When the nukes run out, we'll be relying on reasonably plentiful, but low-grade ore. Low grade ore results in lots of CO2 emissions......
And is a finite resource although amounts are disputed - its some decades at current usage rates and the pro nuke folk want a massive increase in teh number of reactors built
We've gone a bit far from the original topic, which was the cost and safety of nuclear power. (I was quite fascinated to find this thread in a site devoted to mountain biking, BTW.)
With regard to safety, the correct question is "Compared to what"? For that, I would refer you to the ExternE project, which assessed the total life cycle risk of various electric generation technologies. This means building/decommissioning the plant, finding/mining/transporting the fuel (if any), routine emissions, and accidents. It found that nuclear was roughly comparable to renewables, and much safer than coal, oil or gas in terms of deaths per unit electricity generated.

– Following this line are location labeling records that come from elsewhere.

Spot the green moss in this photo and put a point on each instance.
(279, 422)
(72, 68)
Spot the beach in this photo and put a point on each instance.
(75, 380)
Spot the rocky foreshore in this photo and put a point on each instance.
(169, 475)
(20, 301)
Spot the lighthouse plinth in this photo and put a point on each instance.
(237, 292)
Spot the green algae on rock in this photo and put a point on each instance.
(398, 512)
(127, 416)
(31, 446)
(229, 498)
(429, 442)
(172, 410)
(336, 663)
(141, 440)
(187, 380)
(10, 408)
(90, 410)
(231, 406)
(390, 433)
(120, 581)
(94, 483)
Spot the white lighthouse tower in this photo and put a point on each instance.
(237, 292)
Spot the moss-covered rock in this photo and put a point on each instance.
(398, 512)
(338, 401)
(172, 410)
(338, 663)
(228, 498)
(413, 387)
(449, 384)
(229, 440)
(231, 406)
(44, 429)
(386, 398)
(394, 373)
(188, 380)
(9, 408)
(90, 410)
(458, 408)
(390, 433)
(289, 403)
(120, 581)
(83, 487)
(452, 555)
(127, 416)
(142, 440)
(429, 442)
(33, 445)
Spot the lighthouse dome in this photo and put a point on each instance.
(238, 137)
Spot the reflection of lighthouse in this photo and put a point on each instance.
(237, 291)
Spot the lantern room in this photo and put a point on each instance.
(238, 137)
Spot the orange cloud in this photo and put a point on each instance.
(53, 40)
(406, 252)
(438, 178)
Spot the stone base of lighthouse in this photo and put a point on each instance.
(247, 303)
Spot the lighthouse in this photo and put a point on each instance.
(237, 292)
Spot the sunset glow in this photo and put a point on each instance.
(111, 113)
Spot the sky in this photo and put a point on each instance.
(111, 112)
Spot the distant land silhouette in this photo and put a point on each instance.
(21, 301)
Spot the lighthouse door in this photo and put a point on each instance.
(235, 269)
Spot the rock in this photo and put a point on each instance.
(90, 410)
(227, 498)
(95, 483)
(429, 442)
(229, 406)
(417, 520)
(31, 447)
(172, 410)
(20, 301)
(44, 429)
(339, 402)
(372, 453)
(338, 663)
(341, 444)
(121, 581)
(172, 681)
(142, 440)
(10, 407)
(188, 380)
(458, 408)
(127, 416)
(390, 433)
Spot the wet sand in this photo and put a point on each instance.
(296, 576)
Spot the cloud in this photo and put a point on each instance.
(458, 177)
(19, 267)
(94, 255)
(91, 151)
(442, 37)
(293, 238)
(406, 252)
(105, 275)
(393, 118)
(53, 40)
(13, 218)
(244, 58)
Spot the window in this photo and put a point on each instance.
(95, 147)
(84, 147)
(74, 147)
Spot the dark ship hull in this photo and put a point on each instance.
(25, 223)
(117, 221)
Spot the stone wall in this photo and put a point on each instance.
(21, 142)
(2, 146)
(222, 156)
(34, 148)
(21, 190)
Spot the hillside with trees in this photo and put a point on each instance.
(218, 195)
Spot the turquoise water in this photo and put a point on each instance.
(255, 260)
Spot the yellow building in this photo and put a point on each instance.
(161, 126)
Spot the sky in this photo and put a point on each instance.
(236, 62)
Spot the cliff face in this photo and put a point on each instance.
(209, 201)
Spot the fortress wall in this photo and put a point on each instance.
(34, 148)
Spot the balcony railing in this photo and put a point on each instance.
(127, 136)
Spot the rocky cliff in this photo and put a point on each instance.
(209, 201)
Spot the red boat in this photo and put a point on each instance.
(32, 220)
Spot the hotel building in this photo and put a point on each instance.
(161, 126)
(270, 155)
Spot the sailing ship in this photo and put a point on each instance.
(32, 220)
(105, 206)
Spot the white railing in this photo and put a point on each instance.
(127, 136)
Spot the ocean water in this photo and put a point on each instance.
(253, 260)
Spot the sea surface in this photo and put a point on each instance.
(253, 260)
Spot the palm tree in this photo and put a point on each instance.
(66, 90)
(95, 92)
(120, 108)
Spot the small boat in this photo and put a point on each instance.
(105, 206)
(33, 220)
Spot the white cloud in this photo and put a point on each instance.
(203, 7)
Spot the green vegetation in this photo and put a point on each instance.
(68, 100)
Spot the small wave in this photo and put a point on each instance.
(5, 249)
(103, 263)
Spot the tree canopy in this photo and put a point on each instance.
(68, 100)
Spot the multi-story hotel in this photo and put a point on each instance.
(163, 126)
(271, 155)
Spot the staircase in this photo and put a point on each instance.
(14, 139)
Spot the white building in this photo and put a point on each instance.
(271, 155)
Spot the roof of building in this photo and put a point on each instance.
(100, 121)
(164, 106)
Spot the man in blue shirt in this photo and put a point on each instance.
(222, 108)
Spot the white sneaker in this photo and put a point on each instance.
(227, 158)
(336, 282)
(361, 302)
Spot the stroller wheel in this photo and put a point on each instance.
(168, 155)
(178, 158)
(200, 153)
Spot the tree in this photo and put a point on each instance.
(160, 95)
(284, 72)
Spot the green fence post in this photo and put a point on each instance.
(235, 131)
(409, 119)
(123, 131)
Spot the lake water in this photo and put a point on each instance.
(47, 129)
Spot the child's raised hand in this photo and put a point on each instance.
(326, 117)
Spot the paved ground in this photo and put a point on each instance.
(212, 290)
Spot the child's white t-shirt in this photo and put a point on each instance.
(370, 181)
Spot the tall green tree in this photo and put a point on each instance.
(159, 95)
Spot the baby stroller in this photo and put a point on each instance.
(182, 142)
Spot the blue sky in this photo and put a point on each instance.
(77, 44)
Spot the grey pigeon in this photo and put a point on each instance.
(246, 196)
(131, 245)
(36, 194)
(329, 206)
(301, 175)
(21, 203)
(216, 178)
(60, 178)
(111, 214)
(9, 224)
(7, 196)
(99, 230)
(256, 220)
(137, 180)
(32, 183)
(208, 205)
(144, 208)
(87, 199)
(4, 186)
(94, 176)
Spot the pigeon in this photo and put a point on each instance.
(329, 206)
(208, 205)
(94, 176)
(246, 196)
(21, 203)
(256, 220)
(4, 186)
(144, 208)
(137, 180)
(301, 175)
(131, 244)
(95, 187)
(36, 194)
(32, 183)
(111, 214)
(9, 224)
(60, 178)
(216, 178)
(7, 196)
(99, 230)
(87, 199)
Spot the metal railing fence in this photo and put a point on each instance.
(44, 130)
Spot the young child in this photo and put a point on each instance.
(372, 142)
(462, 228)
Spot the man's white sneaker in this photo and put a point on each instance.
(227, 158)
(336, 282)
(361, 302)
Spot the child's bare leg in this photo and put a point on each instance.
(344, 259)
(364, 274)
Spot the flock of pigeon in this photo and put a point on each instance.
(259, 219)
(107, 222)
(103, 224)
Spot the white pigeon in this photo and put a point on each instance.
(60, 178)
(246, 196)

Accidents happen in all technologies; they're just much more dispersed and less detectable long term than radiation. To the poster who said the Fukushima residents could "never return", consider this:
http://www.pcf.city.hiroshima.jp/kids/KPSH_E/hiroshima_e/sadako_e/subcontents_e/15fukkou_1_e.html
Perhaps the real subject of discussion should be our modern near-pathological avoidance of any risk whatsoever (as if that were possible). Low level radiation is (a) universal, and (b) a very small cancer risk. The more foam-at-the-mouth estimates of the deaths from both Chernobyl and Fukushima result from misapplying the Linear No-Threshold (LNT) hypothesis at very low doses to enormous populations. Almost nothing else in toxicology works that way.
Considering cost, the cost of nuclear is almost entirely the initial capital investment (same as for wind, solar and hydro). What drives that up is not technology, but political opposition from groups who have become adept at using the legal system for obstruction.
If you've read this far, take a look at a talk I gave back in the spring (yes, post-Fukushima) called "A Rational Environmentalist's Guide to Nuclear Power": http://www.scribd.com/doc/54904454
Considering cost, the cost of nuclear is almost entirely the initial capital investment
Decommissioning.
waste disposal
far higher than the cost of building the reactors - an open ended unknown cost
over the population of the planet means many many deathsa very small cancer risk.
Edukator - MemberDoes the site you took 16 000kWh from give a break down including domestic hot wter and heating? Because sites I've seen that give typical domestic gas consumption of 16-20 000 kWh generally attribute about 4 000 to domestic hot water.
My usage in the last year was about 7000kwh gas, used for central heating and hot water. And electricty was around 4600kwh used for lighting, power points, cooker and general house hold electronics.
This cost me about £600 in leccy and £600 in gas, so it was under £1200 total.